A, representative field (a) and caffeine-induced [Ca²⁺]_i transients (b) in Epi (black) and Endo (red) cells. B, bar plot of the amplitude of the caffeine-induced [Ca²⁺]_i transient in Epi and Endo cells. *P < 0.05.

Figure 8. Larger Ca²⁺-release-induced I_NCX in Epi than in Endo cells

A, representative caffeine-induced [Ca²⁺]_i transients and I_NCX in Epi (left) and Endo (right) cells. B, relationship of [Ca²⁺]_i and I_NCX in the representative Epi and Endo cells shown in A. Bar plots of I_NCX time constant of decay (τ_decay) (C) and charge (D) in Epi and Endo cells. *P < 0.05.

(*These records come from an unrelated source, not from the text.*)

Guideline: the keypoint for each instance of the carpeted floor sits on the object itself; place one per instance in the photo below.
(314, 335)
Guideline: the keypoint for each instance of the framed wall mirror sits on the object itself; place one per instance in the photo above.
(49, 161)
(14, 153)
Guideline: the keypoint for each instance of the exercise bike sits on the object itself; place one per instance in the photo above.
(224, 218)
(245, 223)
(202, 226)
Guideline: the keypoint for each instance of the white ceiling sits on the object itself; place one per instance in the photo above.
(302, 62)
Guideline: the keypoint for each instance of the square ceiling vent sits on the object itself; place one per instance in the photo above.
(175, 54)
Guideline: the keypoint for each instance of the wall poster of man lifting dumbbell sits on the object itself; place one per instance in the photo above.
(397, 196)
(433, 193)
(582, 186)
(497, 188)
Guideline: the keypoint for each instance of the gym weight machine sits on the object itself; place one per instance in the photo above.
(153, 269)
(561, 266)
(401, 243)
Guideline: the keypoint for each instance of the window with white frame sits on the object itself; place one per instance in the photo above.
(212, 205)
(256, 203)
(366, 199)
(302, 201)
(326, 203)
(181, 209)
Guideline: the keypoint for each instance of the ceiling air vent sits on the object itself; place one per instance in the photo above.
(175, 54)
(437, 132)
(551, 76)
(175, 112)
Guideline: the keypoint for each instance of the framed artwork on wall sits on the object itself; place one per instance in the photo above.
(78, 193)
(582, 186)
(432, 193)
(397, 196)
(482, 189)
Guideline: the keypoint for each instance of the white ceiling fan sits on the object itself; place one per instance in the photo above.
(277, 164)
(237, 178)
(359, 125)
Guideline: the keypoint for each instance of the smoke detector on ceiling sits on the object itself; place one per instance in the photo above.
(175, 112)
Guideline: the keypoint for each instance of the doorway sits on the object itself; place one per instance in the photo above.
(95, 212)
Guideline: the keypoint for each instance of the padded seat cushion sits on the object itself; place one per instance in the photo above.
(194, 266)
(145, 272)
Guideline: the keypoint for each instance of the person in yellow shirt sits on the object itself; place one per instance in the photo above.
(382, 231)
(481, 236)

Figure 9. Faster rate of Ca⁺ extrusion via the Na⁺–Ca²⁺ exchanger in Epi than in Endo cells

A, representative [Ca²⁺]_i records from Epi (black) and Endo (red) cells. Transients were evoked be the voltage protocol shown above the [Ca²⁺]_i traces. Briefly, Epi and Endo cells treated with thapsigargin and caffeine (to eliminate SR Ca²⁺ accumulation) were depolarized for 100 ms from −40 to 0 mV, after which the cells were hyperpolarized to −80 mV. The inset shows the mean ± s.e.m. of the rate of decay of the [Ca²⁺]_i transient. B, the I_Ca evoked by this protocol are shown (with an expanded time scale) below the [Ca²⁺]_i traces. *P < 0.05.

Figure 10. Higher Na⁺–Ca²⁺ exchanger transcript levels in Epi than in Endo cells

RT-PCR gel of Na⁺–Ca²⁺ exchanger (NCX-1; A) and β-actin (B) transcript in Epi and Endo cells. B, the bar plots show the relative level of these proteins in Endo (compared with Epi). *P < 0.05.